Тишина и благодать опустились на чистый, уцелевший город. Воздух густо запах ароматом листвы и расщепленным кислородом. Маленькие дети в домах успокоились и перестали плакать. Со стуком распахивались окна и двери балконов.
Чудо природы — летняя гроза — свершилось.
Часть II
Афиноген в больнице
1
Пора, пора вернуться к Афиногену, который лежит на узком операционном столе со вспоротым животом. Операцию делает недовольный, насупленный Иван Петрович Горемыкин. Телефонный звонок раздался в восьмом часу, когда он доставал из холодильника запотевшую бутылку светлого жигулевского пива. Дежурный хирург, недавняя выпускница мединститута им. Сеченова, растерялась и не смогла поставить диагноз.
Рассерженный Горемыкин в сердцах спросил по телефону:
— А что же, Галочка, этот ваш больной не может потерпеть до утра? Куда он так спешит?
Галочка по–старушечьи затарахтела в трубку.
— Я боюсь, Иван Петрович. Он очень корчится.
— Говорите разумно, если можете. Он что, от смеха корчится?
— Кишечник не прощупывается, живот твердый, как камень. Видимо, спазм… Или перитонит.
— У вас, Галочка, в голове спазм, — доверительно сообщил Иван Петрович и бросил трубку.

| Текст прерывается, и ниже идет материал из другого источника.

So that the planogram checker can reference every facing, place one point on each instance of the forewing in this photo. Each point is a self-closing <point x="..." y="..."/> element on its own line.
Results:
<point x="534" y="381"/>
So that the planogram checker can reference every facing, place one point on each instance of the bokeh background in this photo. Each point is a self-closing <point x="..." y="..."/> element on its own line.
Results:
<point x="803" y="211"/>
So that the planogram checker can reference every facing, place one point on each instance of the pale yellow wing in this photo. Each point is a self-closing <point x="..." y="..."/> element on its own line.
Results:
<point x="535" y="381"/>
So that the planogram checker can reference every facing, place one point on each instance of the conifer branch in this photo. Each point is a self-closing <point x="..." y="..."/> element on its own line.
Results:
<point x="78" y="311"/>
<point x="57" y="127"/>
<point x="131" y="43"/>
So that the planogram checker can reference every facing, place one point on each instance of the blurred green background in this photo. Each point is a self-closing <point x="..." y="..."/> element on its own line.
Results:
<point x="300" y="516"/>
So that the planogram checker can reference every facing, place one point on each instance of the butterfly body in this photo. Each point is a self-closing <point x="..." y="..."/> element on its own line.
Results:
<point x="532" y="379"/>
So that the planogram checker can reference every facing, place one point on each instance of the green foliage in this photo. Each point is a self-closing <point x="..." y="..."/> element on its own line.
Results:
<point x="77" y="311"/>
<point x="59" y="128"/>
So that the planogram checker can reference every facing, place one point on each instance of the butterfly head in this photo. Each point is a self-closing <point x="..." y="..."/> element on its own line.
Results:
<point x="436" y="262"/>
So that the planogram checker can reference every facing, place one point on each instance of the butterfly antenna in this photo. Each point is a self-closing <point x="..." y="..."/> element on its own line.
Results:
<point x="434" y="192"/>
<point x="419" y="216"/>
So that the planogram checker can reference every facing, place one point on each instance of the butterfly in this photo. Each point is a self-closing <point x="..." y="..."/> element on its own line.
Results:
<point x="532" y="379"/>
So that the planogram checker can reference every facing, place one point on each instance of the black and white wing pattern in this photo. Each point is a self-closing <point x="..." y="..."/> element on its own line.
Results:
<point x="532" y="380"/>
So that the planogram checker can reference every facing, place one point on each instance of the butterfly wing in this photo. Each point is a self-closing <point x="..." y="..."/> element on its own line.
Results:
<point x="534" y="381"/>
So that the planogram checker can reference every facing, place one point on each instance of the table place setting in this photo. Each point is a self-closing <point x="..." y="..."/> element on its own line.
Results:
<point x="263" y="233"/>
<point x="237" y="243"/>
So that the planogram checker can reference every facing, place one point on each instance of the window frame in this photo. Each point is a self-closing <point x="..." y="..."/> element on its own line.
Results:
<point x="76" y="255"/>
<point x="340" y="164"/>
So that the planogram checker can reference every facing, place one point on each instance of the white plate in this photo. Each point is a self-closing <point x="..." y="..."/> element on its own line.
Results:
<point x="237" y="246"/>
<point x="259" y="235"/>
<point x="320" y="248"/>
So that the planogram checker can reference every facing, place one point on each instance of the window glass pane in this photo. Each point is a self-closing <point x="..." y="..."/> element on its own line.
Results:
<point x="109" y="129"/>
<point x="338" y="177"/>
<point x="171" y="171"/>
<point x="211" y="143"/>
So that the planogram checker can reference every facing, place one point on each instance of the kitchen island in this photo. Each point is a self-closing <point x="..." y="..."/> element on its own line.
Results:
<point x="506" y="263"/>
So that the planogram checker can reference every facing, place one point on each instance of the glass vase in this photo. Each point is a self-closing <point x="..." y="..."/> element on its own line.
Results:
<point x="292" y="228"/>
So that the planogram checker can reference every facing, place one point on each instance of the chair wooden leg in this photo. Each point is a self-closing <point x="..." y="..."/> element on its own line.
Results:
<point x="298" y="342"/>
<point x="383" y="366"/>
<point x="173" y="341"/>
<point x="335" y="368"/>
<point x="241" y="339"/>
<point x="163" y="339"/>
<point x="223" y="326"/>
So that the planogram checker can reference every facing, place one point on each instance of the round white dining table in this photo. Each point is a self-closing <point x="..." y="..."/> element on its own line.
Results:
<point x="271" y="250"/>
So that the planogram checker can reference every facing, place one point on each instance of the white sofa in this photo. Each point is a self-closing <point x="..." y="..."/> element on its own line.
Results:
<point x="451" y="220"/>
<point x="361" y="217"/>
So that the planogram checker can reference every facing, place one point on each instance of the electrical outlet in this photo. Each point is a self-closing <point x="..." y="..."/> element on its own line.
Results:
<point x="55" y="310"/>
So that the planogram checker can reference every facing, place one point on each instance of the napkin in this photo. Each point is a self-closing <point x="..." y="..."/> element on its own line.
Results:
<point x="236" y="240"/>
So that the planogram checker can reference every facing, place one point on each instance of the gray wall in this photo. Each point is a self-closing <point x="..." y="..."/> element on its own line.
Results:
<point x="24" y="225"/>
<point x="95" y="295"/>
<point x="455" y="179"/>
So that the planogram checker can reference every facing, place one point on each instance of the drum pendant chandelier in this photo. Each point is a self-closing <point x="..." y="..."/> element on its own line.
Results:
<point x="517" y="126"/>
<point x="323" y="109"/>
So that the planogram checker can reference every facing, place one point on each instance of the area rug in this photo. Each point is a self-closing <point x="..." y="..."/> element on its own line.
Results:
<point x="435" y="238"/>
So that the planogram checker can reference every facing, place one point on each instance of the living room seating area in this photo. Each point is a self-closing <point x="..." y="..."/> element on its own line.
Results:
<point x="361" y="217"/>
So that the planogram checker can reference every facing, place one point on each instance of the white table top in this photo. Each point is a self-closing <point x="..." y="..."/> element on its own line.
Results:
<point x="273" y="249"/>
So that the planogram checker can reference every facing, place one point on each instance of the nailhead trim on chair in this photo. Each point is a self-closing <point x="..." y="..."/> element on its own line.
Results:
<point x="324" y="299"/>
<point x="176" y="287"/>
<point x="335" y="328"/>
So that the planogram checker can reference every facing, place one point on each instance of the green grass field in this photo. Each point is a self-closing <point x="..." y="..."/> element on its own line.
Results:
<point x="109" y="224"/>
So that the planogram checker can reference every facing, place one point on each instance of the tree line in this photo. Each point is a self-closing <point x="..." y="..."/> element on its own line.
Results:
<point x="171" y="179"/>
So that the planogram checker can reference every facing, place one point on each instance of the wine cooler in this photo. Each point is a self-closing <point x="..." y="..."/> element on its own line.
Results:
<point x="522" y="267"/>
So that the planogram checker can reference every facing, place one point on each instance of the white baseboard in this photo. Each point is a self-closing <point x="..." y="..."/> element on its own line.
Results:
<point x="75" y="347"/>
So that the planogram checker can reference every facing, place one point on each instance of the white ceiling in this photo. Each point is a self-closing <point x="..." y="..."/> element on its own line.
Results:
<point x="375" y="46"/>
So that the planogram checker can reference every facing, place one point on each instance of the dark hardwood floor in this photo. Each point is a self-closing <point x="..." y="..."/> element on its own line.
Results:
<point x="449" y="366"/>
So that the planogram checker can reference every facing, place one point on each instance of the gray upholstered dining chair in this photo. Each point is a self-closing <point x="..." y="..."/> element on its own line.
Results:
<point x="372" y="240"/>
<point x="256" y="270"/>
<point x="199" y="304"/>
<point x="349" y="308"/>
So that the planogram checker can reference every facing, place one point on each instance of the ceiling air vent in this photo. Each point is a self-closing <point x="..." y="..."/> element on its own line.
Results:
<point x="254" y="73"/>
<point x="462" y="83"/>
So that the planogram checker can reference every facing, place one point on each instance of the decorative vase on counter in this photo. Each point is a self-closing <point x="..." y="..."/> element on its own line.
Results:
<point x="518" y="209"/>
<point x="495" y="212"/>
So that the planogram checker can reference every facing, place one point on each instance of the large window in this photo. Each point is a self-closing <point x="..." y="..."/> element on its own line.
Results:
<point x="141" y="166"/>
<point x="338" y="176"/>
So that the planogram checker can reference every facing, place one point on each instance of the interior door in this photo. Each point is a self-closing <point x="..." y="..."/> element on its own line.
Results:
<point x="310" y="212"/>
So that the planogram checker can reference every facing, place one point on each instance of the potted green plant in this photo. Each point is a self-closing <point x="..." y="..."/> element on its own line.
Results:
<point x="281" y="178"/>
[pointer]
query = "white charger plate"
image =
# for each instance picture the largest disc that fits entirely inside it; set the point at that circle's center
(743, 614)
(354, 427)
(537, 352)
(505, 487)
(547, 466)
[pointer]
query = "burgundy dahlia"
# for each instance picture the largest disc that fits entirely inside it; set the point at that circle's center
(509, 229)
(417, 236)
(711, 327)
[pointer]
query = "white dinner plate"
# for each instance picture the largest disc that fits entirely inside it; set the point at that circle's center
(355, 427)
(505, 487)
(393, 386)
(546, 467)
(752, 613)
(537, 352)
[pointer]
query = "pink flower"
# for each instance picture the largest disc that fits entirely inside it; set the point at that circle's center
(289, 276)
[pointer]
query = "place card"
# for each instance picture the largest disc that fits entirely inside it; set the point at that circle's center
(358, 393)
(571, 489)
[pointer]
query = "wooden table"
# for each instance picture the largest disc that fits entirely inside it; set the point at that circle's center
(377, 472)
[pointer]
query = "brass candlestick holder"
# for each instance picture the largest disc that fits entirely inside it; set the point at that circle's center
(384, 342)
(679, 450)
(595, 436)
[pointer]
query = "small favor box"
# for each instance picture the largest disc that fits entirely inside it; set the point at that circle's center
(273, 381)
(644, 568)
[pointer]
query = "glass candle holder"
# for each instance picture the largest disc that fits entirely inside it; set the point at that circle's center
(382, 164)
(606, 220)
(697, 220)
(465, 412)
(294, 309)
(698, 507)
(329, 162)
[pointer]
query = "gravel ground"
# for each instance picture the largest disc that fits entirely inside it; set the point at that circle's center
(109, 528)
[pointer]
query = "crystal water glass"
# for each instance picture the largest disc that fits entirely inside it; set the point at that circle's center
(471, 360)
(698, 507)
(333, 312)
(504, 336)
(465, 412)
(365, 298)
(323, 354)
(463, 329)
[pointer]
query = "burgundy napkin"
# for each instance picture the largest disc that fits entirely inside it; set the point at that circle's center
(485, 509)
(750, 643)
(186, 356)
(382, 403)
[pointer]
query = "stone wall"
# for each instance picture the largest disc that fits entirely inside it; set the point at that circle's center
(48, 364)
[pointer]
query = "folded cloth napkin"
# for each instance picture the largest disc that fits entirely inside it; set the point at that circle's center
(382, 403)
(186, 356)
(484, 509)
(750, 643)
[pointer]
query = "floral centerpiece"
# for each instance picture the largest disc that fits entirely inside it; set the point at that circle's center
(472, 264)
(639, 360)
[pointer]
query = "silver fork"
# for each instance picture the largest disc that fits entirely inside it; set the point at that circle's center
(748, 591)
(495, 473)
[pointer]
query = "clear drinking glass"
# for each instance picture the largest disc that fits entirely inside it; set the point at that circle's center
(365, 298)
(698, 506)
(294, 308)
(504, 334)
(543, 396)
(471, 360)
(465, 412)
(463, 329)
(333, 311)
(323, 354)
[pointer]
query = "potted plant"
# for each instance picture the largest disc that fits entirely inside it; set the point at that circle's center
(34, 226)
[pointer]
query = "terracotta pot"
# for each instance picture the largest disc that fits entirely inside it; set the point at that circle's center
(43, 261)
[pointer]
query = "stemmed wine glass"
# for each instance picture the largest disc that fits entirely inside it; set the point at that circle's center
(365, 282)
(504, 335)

Дан ткнулся ему носом в ладонь.
— Вот так, пес, — наставительно заметил Иван Петрович. — Примечай как измываются над твоим хозяином. Между прочим зарплата у нас с бесценной Галочкой почти одинаковая.
Он сходил на кухню и налил собаке в миску кислых щей. Дан залакал с шумом, сопеньем и присвис- тыванием, чем пробудил в хозяине встречный аппетит.
— А вот мне и поесть толком некогда, — Горемыкин заворачивал бутерброды в этиленовый пакет.
Не могу же я, как ты, жрать на ходу. Еда — дело серьезное. Да перестань, наконец, чавкать, как свинья!
Дан повилял хвостом и залакал еще поспешнее, кося на хозяина красноватые белки.
В больнице его встретила Галина Михайловна и провела в ординаторскую, где на кушетке, скорчившись, мучился Афиноген Данилов.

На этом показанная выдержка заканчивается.